Coming out could even lead to dangers of abuse and death. Many teens have even been kicked out of their homes by their non-supportive family. Thornton even explains how one in three queer high school students have self-harmed. On NCBI, an article shares ‘Reports of maltreatment during childhood in a United States population-based survey of homosexual, bisexual, and heterosexual adults’. They compare maltreatment experiences of 2,917 heterosexuals, homosexals, and bisexuals from the ages 25-74. They conclude that members  of LGBTQ+ had higher rates of maltreatment from guardians compared to people who are not members.

He also shares a coming out story of himself, “I came out on Valentine’s Day. I think I was a freshman, I was 13 or 14, my mom asked me if I had a girlfriend or a valentine . . . I was like, ‘Yeah I have a valentine but it’s a dude.’ and she was like, ‘Oh, word okay’. It was funny that it really fit the whole love is love thing, that I came out on Valentine’s Day.”

Thornton often contributes to changing the thoughts of people who look down on the LGBTQ+ community. He says, “I think it’s really important that we need to start the dialogue because if we don’t we’re going to end up in a rabbit hole farther than we already are. It’s sad to say this, but homophobia and the hatred of queerness is not a brand new thing, it is just being recorded. In the same way then with the events happening last year in June 2020 with the Black Lives Matter Movement, it’s nothing new, it’s just been caught on camera.” 

He explains how movements happening now aren’t new, people just want to contribute to it because it’s ‘trendy’. “Now people want to start a dialogue about it, people will gradually forget about things like that. Things like Black Lives Matter is sort of a trend, so to keep the conversation alive you have to actively decide if you want to make changes. It really sucks because it takes away from people on a personal level because to make change you actively have to sacrifice pieces of yourself to make change for the rest of humanity and the world.”

Over time, LGBTQ+ members became more open about their self-identity. Thornton shares his thoughts on how he believes that there are still events in this world that shouldn’t be happening, “One statistic that I can think about off the top of my head is about Black trans women. Their life expectancy is 35, because of the rate they get murdered and the rate they kill themselves. I would definitely say that we’ve progressed, but it’s not anywhere near the point where there is equality for all people.” 

The National LGBTQ Task Force talks about how the ‘attempted suicide rate for multiracial transgender people is thirty-three times higher than general population’. They describe the mistreatment towards transgender people, “Multiracial transgender and gender non-conforming people often live in extreme poverty, with 23% reporting a household income of less than $10,000/year.”

Self-identification is the attribution of certain characteristics or qualities to oneself.

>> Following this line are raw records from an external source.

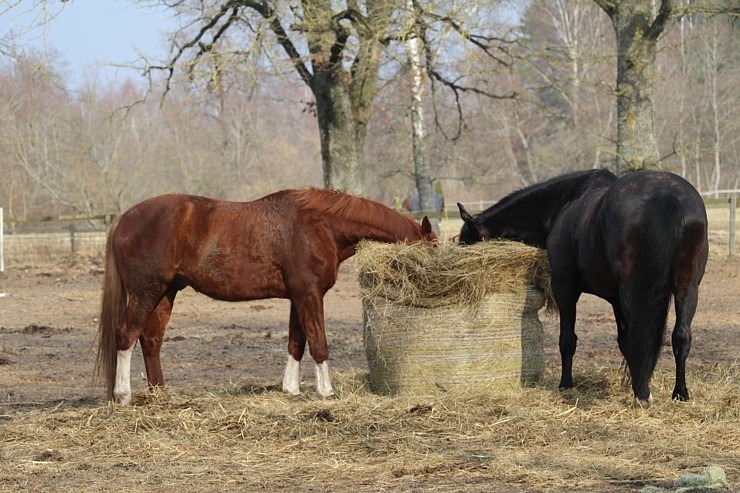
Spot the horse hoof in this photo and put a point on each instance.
(643, 403)
(122, 399)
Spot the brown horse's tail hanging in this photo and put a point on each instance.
(112, 306)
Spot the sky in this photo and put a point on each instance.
(93, 35)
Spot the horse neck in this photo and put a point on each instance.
(386, 228)
(534, 208)
(353, 218)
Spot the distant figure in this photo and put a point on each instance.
(413, 204)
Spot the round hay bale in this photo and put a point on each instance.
(442, 316)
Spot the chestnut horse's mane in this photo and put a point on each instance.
(336, 203)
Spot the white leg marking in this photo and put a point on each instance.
(122, 387)
(323, 382)
(644, 404)
(291, 378)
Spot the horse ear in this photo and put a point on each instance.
(464, 215)
(426, 229)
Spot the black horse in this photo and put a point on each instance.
(633, 241)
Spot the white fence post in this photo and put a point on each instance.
(733, 207)
(2, 245)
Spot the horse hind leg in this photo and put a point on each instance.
(127, 333)
(310, 310)
(153, 335)
(296, 348)
(681, 338)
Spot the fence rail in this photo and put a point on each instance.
(71, 238)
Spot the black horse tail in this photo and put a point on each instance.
(653, 282)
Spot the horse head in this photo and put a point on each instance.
(472, 231)
(427, 233)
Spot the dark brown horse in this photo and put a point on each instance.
(633, 241)
(286, 245)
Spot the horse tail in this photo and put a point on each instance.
(112, 306)
(652, 285)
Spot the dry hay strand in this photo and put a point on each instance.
(445, 316)
(423, 276)
(465, 440)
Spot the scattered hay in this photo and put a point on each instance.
(445, 316)
(530, 439)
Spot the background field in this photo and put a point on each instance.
(223, 423)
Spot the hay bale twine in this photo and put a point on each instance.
(447, 316)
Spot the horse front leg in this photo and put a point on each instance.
(296, 348)
(681, 338)
(310, 310)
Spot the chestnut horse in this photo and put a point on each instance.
(286, 245)
(633, 241)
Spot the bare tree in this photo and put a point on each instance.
(638, 24)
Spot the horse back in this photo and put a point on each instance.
(653, 220)
(226, 250)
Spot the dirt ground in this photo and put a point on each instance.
(48, 321)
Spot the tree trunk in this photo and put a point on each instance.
(637, 29)
(422, 171)
(342, 143)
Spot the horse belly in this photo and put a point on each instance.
(229, 284)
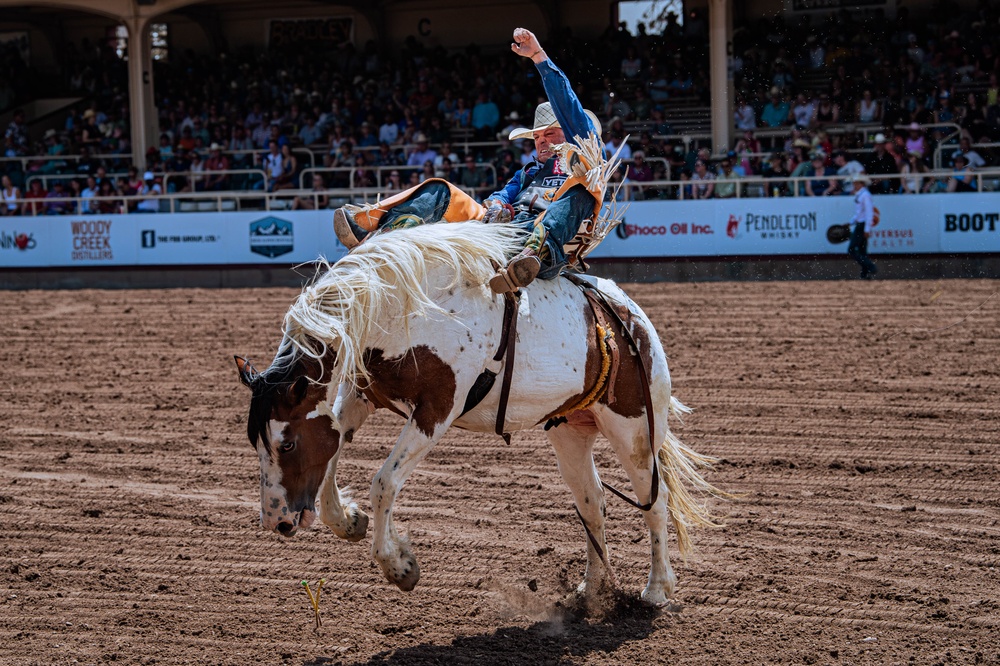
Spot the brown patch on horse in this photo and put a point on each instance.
(418, 377)
(627, 388)
(303, 468)
(592, 367)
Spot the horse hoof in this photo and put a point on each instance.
(406, 579)
(655, 599)
(358, 528)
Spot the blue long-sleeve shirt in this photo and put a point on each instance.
(568, 111)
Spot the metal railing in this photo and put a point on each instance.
(201, 176)
(984, 180)
(24, 160)
(379, 170)
(190, 202)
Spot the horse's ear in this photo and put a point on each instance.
(247, 372)
(297, 391)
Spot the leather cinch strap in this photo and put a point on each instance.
(597, 301)
(507, 344)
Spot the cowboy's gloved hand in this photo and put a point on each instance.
(525, 43)
(498, 212)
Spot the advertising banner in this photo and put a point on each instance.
(970, 223)
(908, 224)
(797, 226)
(275, 237)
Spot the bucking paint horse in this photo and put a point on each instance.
(406, 322)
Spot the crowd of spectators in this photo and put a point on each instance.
(388, 122)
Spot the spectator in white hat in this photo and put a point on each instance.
(881, 163)
(150, 190)
(863, 222)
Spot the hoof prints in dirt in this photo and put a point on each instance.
(864, 455)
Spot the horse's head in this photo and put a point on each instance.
(296, 424)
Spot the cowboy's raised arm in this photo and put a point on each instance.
(565, 104)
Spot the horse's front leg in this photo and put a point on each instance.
(390, 551)
(336, 509)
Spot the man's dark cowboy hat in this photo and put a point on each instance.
(838, 233)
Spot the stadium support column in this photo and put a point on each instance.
(142, 111)
(720, 45)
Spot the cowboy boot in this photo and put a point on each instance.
(519, 272)
(349, 233)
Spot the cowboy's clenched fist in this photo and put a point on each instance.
(525, 43)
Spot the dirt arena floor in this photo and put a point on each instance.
(860, 421)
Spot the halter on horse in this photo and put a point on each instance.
(406, 322)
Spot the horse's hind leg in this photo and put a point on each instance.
(574, 447)
(629, 438)
(336, 509)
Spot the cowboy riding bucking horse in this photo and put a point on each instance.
(549, 198)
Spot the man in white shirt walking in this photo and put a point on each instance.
(863, 221)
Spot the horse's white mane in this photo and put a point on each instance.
(379, 286)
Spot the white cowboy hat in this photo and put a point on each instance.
(546, 118)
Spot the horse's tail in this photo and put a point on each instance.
(680, 467)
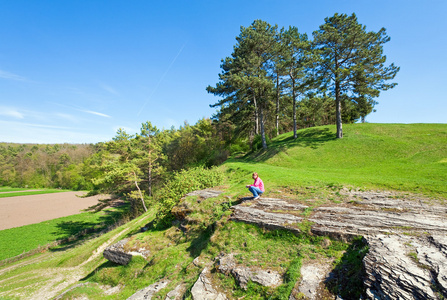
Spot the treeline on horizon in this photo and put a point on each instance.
(275, 81)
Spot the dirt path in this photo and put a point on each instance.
(23, 210)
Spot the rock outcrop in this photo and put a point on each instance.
(204, 290)
(117, 253)
(270, 213)
(227, 265)
(148, 292)
(407, 241)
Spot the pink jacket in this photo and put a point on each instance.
(259, 184)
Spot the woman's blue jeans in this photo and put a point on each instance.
(255, 191)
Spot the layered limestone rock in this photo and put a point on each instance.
(204, 290)
(118, 253)
(270, 213)
(407, 238)
(227, 265)
(148, 292)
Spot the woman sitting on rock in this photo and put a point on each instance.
(257, 188)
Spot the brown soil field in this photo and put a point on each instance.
(23, 210)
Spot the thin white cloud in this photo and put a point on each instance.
(11, 76)
(161, 79)
(109, 89)
(17, 132)
(11, 112)
(96, 113)
(66, 117)
(15, 123)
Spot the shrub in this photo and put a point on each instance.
(182, 183)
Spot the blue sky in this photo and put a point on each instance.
(76, 71)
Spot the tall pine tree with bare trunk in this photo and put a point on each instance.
(351, 61)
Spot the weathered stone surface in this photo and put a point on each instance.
(118, 254)
(403, 267)
(258, 213)
(243, 275)
(177, 293)
(311, 277)
(407, 240)
(204, 290)
(148, 292)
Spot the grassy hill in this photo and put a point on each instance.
(310, 169)
(410, 158)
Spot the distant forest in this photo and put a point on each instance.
(275, 81)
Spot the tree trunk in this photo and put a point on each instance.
(294, 106)
(338, 110)
(139, 191)
(277, 103)
(256, 115)
(149, 171)
(264, 141)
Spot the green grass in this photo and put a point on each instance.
(15, 241)
(410, 158)
(311, 169)
(12, 192)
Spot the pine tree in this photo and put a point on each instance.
(351, 60)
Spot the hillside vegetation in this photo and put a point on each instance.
(411, 158)
(311, 169)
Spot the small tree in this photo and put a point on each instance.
(351, 60)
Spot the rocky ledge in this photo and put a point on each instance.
(407, 241)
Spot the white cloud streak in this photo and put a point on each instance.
(96, 113)
(11, 76)
(161, 78)
(109, 89)
(11, 112)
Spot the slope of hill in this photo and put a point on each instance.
(204, 246)
(410, 158)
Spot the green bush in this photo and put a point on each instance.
(257, 142)
(182, 183)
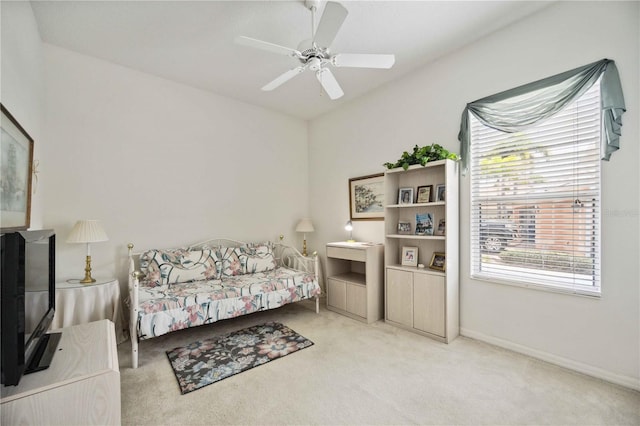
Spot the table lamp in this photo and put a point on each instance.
(304, 226)
(349, 227)
(87, 231)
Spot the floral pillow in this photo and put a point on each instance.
(166, 267)
(260, 263)
(231, 261)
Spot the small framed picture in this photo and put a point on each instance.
(440, 192)
(404, 227)
(438, 261)
(409, 256)
(424, 224)
(424, 194)
(405, 196)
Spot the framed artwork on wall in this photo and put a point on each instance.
(366, 197)
(16, 162)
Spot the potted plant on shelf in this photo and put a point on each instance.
(422, 156)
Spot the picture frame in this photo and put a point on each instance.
(409, 256)
(424, 224)
(424, 194)
(366, 197)
(440, 192)
(404, 227)
(16, 171)
(405, 196)
(438, 261)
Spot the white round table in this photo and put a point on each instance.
(78, 303)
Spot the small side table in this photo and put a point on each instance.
(78, 303)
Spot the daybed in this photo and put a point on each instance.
(173, 289)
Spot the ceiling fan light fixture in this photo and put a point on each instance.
(314, 53)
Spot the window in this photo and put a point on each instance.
(535, 199)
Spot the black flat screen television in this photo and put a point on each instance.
(27, 303)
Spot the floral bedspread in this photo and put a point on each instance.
(163, 309)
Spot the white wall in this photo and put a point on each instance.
(600, 337)
(162, 164)
(22, 82)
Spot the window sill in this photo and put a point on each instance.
(581, 292)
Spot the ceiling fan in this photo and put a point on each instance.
(314, 54)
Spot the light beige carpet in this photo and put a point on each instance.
(369, 374)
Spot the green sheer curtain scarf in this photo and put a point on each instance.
(516, 109)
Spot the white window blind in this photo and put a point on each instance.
(535, 200)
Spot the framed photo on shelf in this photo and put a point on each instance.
(424, 194)
(405, 196)
(409, 256)
(366, 197)
(440, 192)
(438, 261)
(424, 224)
(404, 227)
(16, 152)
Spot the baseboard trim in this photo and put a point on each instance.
(618, 379)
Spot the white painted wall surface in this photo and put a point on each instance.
(22, 82)
(162, 164)
(600, 337)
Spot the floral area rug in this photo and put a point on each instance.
(208, 361)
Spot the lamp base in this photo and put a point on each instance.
(87, 273)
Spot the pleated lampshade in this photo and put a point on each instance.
(87, 231)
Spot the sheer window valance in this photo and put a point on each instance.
(516, 109)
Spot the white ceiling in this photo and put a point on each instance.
(192, 42)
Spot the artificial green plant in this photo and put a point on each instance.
(422, 156)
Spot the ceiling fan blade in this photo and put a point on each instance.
(283, 78)
(329, 83)
(265, 45)
(363, 60)
(332, 18)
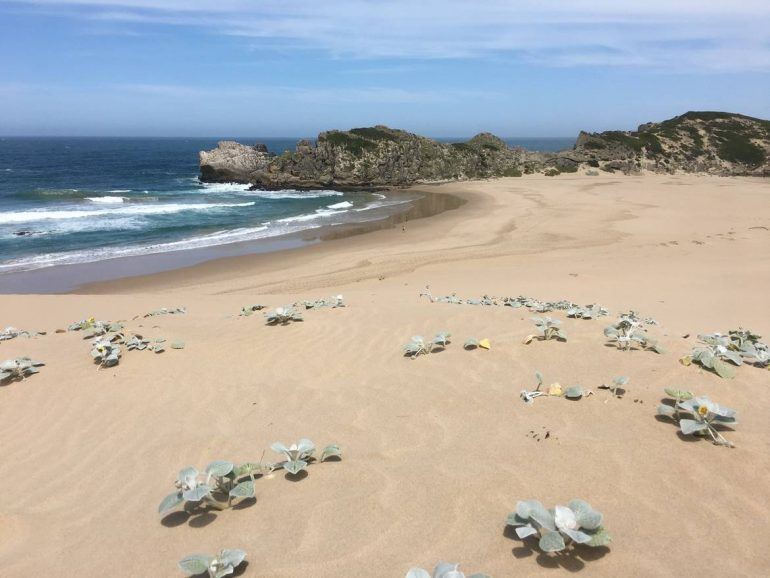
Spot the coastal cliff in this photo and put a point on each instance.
(695, 142)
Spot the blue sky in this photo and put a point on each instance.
(441, 68)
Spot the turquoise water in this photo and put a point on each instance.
(80, 200)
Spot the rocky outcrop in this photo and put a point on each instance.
(233, 162)
(707, 142)
(364, 157)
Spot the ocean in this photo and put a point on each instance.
(81, 200)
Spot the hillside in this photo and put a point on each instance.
(695, 142)
(714, 143)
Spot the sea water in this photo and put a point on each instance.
(79, 200)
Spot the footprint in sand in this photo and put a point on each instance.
(13, 532)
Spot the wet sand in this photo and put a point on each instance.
(437, 450)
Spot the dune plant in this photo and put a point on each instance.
(12, 333)
(486, 301)
(223, 482)
(559, 528)
(95, 328)
(629, 331)
(698, 416)
(547, 329)
(333, 302)
(283, 316)
(474, 343)
(588, 312)
(300, 455)
(222, 564)
(616, 387)
(714, 351)
(419, 346)
(554, 390)
(105, 352)
(248, 310)
(138, 343)
(18, 369)
(750, 347)
(442, 570)
(574, 392)
(166, 311)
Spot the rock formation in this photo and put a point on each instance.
(707, 142)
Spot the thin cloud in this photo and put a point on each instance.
(693, 35)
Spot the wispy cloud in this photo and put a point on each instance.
(693, 35)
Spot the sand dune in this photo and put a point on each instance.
(437, 450)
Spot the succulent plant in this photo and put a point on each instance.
(224, 481)
(250, 309)
(166, 311)
(300, 455)
(748, 344)
(547, 329)
(105, 352)
(630, 331)
(12, 333)
(560, 527)
(223, 564)
(737, 347)
(95, 328)
(138, 343)
(715, 352)
(283, 316)
(418, 346)
(588, 312)
(333, 302)
(442, 570)
(617, 385)
(574, 392)
(703, 414)
(19, 368)
(474, 343)
(297, 455)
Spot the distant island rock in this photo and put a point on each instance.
(696, 142)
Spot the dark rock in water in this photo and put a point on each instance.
(364, 157)
(707, 142)
(233, 162)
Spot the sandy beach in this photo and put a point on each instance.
(436, 450)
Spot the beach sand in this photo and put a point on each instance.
(438, 450)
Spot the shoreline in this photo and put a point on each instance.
(690, 252)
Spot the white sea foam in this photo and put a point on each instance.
(342, 205)
(104, 253)
(160, 209)
(225, 187)
(319, 214)
(107, 199)
(243, 190)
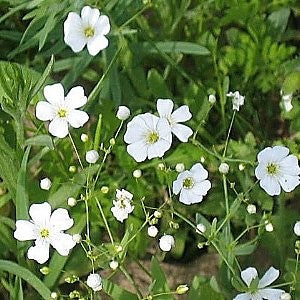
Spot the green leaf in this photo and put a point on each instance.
(27, 276)
(40, 140)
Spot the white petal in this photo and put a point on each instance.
(271, 294)
(138, 151)
(25, 231)
(39, 252)
(63, 243)
(270, 276)
(76, 97)
(59, 127)
(164, 107)
(61, 220)
(44, 111)
(289, 165)
(201, 188)
(248, 275)
(198, 172)
(181, 114)
(102, 26)
(288, 182)
(182, 132)
(77, 118)
(97, 43)
(90, 15)
(55, 94)
(244, 296)
(40, 213)
(158, 149)
(270, 185)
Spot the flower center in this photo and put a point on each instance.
(89, 32)
(188, 183)
(44, 233)
(152, 137)
(62, 113)
(272, 169)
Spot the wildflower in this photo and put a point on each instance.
(88, 29)
(123, 113)
(152, 231)
(94, 281)
(181, 114)
(251, 209)
(192, 185)
(257, 288)
(166, 242)
(179, 167)
(297, 228)
(122, 205)
(60, 110)
(223, 168)
(147, 136)
(91, 156)
(137, 173)
(237, 100)
(276, 169)
(45, 184)
(46, 229)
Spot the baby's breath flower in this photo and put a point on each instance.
(45, 184)
(91, 156)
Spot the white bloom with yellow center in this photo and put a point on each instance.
(277, 169)
(257, 289)
(60, 110)
(122, 205)
(46, 229)
(147, 136)
(192, 185)
(181, 114)
(88, 29)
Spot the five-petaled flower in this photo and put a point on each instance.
(60, 110)
(46, 229)
(257, 288)
(276, 169)
(88, 29)
(192, 185)
(147, 136)
(122, 205)
(181, 114)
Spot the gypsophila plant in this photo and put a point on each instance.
(149, 150)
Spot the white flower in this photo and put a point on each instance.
(287, 102)
(181, 114)
(61, 110)
(45, 184)
(237, 100)
(251, 209)
(123, 113)
(94, 281)
(276, 169)
(179, 167)
(46, 229)
(113, 265)
(147, 136)
(192, 185)
(212, 99)
(152, 231)
(166, 242)
(122, 205)
(260, 292)
(297, 228)
(89, 29)
(223, 168)
(91, 156)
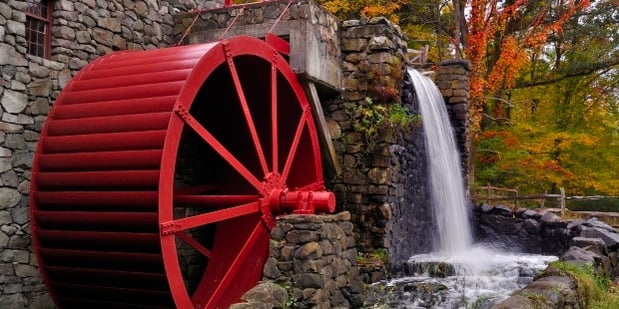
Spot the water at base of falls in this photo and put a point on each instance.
(478, 279)
(458, 274)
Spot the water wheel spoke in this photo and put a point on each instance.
(222, 150)
(187, 223)
(295, 143)
(314, 186)
(248, 118)
(236, 264)
(199, 189)
(274, 128)
(210, 201)
(194, 243)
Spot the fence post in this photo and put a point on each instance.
(562, 201)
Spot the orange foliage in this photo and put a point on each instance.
(488, 34)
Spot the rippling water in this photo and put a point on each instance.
(482, 278)
(458, 274)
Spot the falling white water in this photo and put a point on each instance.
(483, 276)
(445, 174)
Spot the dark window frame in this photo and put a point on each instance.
(38, 15)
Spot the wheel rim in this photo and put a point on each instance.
(158, 175)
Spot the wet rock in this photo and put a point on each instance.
(580, 256)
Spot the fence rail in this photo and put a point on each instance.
(492, 193)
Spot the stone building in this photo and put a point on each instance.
(43, 43)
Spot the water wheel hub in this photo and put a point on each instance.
(158, 174)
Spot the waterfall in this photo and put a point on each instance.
(458, 274)
(445, 174)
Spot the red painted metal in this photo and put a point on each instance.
(158, 175)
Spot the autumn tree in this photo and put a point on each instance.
(563, 123)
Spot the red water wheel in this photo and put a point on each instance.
(158, 174)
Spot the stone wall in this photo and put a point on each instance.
(369, 187)
(81, 31)
(381, 171)
(312, 264)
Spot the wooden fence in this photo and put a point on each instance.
(490, 193)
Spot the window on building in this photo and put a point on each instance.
(38, 27)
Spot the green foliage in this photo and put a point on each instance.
(378, 257)
(595, 290)
(373, 119)
(611, 205)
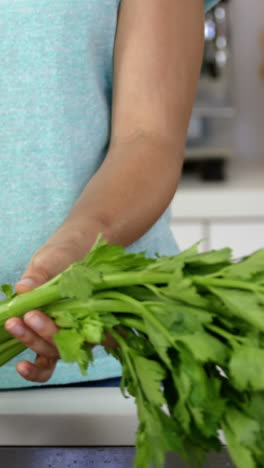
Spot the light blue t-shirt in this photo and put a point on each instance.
(56, 89)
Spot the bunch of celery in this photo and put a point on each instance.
(191, 347)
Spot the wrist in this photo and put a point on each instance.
(72, 234)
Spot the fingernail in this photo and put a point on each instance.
(17, 329)
(27, 282)
(25, 372)
(35, 321)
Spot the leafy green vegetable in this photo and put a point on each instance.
(190, 334)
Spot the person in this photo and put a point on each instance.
(96, 98)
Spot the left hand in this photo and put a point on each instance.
(35, 329)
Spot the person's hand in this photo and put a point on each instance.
(35, 329)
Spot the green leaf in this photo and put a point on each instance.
(246, 268)
(241, 456)
(151, 375)
(184, 291)
(210, 258)
(79, 282)
(243, 427)
(7, 289)
(246, 368)
(69, 343)
(205, 347)
(157, 435)
(243, 304)
(92, 330)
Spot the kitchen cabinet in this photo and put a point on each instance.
(226, 214)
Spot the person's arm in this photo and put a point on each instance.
(158, 54)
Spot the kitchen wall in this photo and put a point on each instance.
(247, 23)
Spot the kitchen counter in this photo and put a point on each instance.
(241, 195)
(67, 416)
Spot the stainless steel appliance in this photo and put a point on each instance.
(210, 136)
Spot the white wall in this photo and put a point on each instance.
(247, 21)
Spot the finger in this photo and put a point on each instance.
(43, 325)
(17, 328)
(40, 371)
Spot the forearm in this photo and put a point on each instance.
(130, 191)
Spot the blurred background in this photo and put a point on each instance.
(221, 194)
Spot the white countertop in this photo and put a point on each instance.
(240, 196)
(67, 416)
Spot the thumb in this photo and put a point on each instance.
(46, 263)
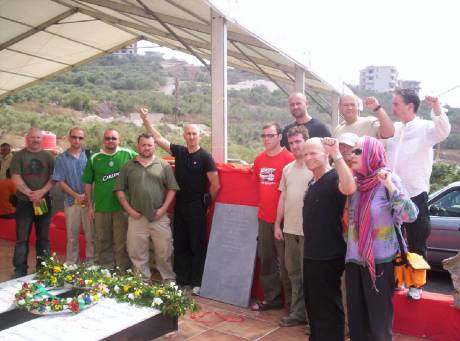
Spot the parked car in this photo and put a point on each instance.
(444, 208)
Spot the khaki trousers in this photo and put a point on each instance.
(293, 251)
(138, 241)
(111, 229)
(74, 216)
(273, 272)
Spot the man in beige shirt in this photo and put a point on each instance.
(293, 184)
(379, 126)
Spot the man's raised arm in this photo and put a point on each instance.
(160, 140)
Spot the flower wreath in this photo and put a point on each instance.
(35, 298)
(97, 282)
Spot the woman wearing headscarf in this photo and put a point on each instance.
(378, 205)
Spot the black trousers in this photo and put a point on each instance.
(417, 233)
(24, 219)
(370, 312)
(323, 298)
(189, 242)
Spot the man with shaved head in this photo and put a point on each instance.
(31, 170)
(110, 221)
(378, 126)
(194, 167)
(324, 252)
(298, 106)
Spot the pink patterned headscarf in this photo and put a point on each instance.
(373, 159)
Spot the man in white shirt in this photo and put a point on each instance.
(293, 184)
(410, 155)
(378, 126)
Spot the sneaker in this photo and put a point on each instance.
(290, 321)
(414, 293)
(196, 291)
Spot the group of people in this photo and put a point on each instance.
(120, 198)
(330, 212)
(327, 204)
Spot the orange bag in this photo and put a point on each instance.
(412, 273)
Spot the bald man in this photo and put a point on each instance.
(298, 106)
(31, 170)
(194, 167)
(379, 126)
(324, 252)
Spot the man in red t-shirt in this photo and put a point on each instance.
(268, 168)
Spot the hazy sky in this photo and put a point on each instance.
(338, 38)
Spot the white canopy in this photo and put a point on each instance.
(42, 38)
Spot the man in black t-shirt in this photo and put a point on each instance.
(324, 246)
(194, 166)
(298, 105)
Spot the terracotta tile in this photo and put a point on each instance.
(287, 334)
(248, 328)
(214, 335)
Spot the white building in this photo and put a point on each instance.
(130, 49)
(409, 84)
(379, 78)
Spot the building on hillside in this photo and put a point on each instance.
(131, 49)
(409, 84)
(379, 78)
(384, 79)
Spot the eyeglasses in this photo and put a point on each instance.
(357, 151)
(270, 136)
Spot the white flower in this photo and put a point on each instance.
(157, 301)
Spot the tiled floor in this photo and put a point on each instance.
(214, 322)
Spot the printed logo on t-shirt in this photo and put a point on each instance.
(267, 175)
(110, 176)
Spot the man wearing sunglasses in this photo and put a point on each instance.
(68, 171)
(410, 155)
(110, 221)
(194, 167)
(379, 126)
(267, 171)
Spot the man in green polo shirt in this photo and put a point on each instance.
(151, 187)
(110, 222)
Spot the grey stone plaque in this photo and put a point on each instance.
(231, 256)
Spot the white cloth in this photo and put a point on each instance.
(410, 151)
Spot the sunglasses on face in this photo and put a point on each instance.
(357, 151)
(270, 136)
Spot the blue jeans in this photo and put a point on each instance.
(24, 219)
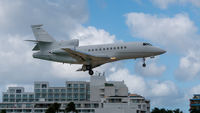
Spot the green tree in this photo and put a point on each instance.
(177, 111)
(71, 107)
(3, 111)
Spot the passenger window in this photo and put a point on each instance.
(147, 44)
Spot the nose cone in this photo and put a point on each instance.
(160, 51)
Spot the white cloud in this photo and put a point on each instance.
(163, 4)
(195, 90)
(91, 36)
(136, 84)
(160, 89)
(159, 92)
(151, 70)
(64, 16)
(176, 33)
(189, 66)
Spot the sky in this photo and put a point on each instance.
(169, 80)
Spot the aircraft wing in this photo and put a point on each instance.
(80, 56)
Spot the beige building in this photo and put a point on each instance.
(95, 96)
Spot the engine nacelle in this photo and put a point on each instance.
(69, 43)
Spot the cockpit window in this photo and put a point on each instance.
(147, 44)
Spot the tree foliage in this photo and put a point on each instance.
(162, 110)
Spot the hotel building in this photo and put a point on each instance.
(95, 96)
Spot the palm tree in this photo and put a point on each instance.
(71, 107)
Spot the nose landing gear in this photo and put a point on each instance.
(144, 64)
(89, 68)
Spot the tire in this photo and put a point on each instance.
(88, 67)
(91, 72)
(144, 65)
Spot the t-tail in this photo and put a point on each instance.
(43, 39)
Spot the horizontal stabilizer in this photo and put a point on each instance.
(40, 34)
(36, 41)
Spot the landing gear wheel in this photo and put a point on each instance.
(144, 64)
(91, 72)
(88, 67)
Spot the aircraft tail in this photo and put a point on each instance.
(40, 34)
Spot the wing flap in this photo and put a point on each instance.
(83, 56)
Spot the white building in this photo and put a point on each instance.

It is often difficult to understand what self-identification means. Whether it meant being female, male,  something in between, or neither, self-identification of oneself is something that is necessary. Self-identification is who you are, who you love, and what you do. It is being yourself. To the LGBTQ+ community, self-identification is important in our society because it allows you to express yourself. Self-identification is a blessing and curse in itself, it can make you more confident or tear you in the opposite direction. Trying to find self-identification is trying to understand who you are.

It isn’t easy. Nathaniel Thornton says to the community and readers, “You need to be very careful because there are so many instances when queer people, especially queer kids and teens, they get either abused and in some cases even murdered. Sometimes it can lead up to a lot of queer kids committing suicide. For anybody that is reading this you can always talk to me, if you want. I like to be someone you can become comfortable with, as an individual, if that place isn’t your home.”